2.4. De staatssecretaris heeft, gegeven het hiervoor in 2.2. overwogene, de aan de vreemdeling verleende verblijfsvergunning terecht ingetrokken. Dat die op de gefingeerde identiteit verleende verblijfsvergunning moest worden ingetrokken, laat evenwel onverlet dat de staatssecretaris, gelet op de in 2.1. weergegeven jurisprudentie, bij het besluit tot intrekking had dienen te beoordelen of hetgeen de vreemdeling heeft aangevoerd tot de conclusie leidt dat artikel 3 van het EVRM zich tegen diens uitzetting naar het land van herkomst verzet.
De grief faalt.
3. Het hoger beroep is kennelijk ongegrond. De aangevallen uitspraak dient te worden bevestigd.

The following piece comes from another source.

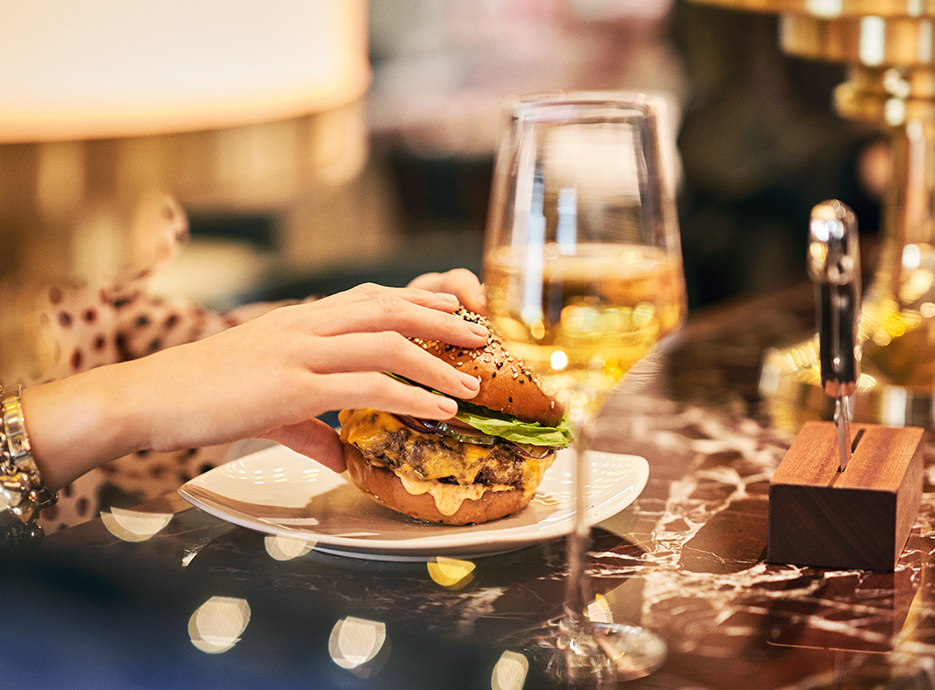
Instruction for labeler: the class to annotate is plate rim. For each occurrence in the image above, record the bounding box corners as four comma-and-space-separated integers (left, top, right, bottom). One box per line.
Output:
178, 444, 649, 560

4. De staatssecretaris dient op na te melden wijze tot vergoeding van de proceskosten te worden veroordeeld.
Beslissing
De Afdeling bestuursrechtspraak van de Raad van State
Recht doende in naam der Koningin:
I. bevestigt de aangevallen uitspraak;
II. veroordeelt de staatssecretaris van Veiligheid en Justitie tot vergoeding van bij de vreemdeling in verband met de behandeling van het hoger beroep opgekomen proceskosten tot een bedrag van € 472,00 (zegge: vierhonderdtweeënzeventig euro), geheel toe te rekenen aan door een derde beroepsmatig verleende rechtsbijstand.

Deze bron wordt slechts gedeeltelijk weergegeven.